De Bijenkorf is een zusterformule van Selfridges. Is dat niet één van jullie grootste concurrenten?
“In het Verenigd Koninkrijk zeker, we zitten allebei in Oxford Street. Maar in eigen land kijken we niet naar samenwerkingen. Bovendien hebben we allebei onze eigen usp. John Lewis is een warenhuis waar mensen naartoe komen als ze baby’s krijgen, trouwcadeaus kopen en hun seniorenwoning inrichten. Waar sommige warenhuisketens zich meer focussen op beauty, fashion of luxe, richten wij ons op alles wat je in je leven nodig hebt. Ons assortiment is erg breed: van een elektrische tandenborstel tot aan een wasmachine en een mooi paar schoenen. Bovendien verkopen we meubels en witgoed die andere retailers niet verkopen. Selfridges is net als de Bijenkorf meer op luxe gericht. Ze hebben veel dezelfde merken, omdat ze onder dezelfde paraplu opereren. Tegelijkertijd heeft de Bijenkorf een grote bed- en badafdeling, die veel weg heeft van John Lewis in het Verenigd Koninkrijk. Waar klanten in Nederland voor bed- en badartikelen naar de Bijenkorf komen, komen ze in het Verenigd Koninkrijk naar John Lewis.”

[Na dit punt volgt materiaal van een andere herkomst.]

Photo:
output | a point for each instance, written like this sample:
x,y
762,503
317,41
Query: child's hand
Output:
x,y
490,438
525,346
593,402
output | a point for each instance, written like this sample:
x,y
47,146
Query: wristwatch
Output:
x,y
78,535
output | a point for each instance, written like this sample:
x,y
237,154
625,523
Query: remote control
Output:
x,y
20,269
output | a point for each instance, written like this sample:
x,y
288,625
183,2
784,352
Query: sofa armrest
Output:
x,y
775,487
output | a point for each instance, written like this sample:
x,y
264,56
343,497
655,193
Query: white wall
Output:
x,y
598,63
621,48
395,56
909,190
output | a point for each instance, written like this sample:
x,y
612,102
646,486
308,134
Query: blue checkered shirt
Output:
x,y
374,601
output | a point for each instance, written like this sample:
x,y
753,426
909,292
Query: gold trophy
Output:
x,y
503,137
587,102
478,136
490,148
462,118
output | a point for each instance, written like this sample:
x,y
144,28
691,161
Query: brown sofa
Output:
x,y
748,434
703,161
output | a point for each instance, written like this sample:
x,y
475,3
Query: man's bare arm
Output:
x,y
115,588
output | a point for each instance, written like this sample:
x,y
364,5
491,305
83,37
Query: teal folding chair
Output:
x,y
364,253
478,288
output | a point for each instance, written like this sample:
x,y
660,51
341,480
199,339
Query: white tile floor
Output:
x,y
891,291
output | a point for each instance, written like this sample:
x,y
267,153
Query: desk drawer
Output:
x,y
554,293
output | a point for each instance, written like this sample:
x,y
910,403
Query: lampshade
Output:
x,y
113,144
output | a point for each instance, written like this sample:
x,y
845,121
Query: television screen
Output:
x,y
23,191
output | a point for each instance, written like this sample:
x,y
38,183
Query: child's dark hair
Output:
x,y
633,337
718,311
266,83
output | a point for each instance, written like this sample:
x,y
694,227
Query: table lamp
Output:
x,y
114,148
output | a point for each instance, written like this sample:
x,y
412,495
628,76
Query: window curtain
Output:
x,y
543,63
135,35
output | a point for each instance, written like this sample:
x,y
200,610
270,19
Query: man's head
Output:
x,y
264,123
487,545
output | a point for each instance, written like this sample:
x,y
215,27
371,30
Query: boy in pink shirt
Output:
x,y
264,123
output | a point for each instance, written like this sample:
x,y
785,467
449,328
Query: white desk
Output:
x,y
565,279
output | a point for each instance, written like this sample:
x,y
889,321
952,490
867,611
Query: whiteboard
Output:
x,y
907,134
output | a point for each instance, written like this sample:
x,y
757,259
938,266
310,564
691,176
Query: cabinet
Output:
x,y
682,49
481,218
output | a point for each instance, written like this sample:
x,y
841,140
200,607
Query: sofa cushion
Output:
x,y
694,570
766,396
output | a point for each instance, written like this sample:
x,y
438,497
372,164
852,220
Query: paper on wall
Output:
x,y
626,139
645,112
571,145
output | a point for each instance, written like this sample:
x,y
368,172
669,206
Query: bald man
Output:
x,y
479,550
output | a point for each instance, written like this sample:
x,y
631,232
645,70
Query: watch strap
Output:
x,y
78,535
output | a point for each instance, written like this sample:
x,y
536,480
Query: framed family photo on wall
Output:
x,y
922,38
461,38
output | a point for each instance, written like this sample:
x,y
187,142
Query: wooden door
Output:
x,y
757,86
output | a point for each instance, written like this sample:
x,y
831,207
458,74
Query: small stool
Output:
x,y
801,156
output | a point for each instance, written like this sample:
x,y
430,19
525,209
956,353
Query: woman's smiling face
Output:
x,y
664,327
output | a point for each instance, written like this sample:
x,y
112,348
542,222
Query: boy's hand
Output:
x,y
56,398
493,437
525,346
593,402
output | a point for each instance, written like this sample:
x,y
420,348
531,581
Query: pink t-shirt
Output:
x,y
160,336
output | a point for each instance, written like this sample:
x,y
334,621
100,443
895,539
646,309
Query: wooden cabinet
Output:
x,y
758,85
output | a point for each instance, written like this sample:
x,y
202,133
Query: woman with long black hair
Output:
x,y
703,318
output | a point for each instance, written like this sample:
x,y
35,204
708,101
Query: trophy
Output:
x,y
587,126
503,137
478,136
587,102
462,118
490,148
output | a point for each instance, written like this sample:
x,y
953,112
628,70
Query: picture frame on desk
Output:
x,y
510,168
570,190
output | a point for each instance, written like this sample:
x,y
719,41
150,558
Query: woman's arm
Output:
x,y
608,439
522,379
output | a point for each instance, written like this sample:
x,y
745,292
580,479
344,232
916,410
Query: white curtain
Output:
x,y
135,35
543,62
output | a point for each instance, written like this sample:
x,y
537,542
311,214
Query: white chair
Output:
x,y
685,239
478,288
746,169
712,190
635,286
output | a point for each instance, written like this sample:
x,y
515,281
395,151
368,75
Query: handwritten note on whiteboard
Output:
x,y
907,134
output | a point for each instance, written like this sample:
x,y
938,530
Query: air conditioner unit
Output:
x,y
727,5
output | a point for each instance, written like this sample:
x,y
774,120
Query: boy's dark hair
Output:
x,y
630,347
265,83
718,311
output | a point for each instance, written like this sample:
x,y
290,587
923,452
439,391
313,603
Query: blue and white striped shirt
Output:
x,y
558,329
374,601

John Lewis opent zeven shop-in-shops in de Bijenkorf. Begint en eindigt de samenwerking daar?
“Als de Bijenkorf meer winkels opent, wat ze waarschijnlijk niet zullen doen, gaan we graag mee. We werken exclusief samen voor lange termijn. We zoeken geen verdere distributie in Nederland. Als warenhuisketen is exclusiviteit van je merken erg belangrijk. Dat je klanten iets biedt wat concurrenten niet kunnen. Meer samenwerkingen in Nederland hoef je dus niet te verwachten.”
Eigen warenhuizen wel?
“Daar ligt onze ambitie totaal niet. Het gaat hier om ons productmerk, niet om het retailmerk John Lewis uit het Verenigd Koninkrijk. Dat is de beste manier om ernaar te kijken. In eigen land hebben we 46 winkels en openen we dit jaar twee en volgend jaar drie nieuwe winkels. Daar zitten investeringen in het retailkanaal in de pijplijn. Onze ambities om wereldwijd aanwezig te zijn heeft alleen betrekking op ons productmerk.”
En vestigingen volgens het at home-format?
“We vinden het erg leuk om grote en kleine formats, zoals onze at home-winkels, te ontwikkelen. Zo hebben we inmiddels shops geopend op een luchthaven en een treinstation. Deze ontwikkelingen beperken zich echter tot het Verenigd Koninkrijk. Al spreekt de samenwerking in Dubai dat wellicht wat tegen. Daar gaan we vijftig procent van de vloer innemen van Robinson Department Store. Oftewel zo’n veertienhonderd vierkante meter. Ook daar gaat het ons alleen om het op de markt brengen van ons product. Dat hoeft niet via een eigen retailkanaal, ook al omdat we helemaal geen expertise hebben op het gebied van internationaal retailen.”
De samenwerking met de Bijenkorf is de eerste op het Europese vasteland. Kunnen we er nog meer verwachten?
“We love to be global. Sinds we een paar jaar terug besloten dit strategisch aan te pakken, voeren we gesprekken in markten die goed bij ons passen. Ons merk heeft wereldwijde aantrekkingskracht en de productmix werkt in de meeste markten. Uitdaging is nu de juiste partners te vinden met ruimte in hun assortiment en gaten die wij kunnen vullen.”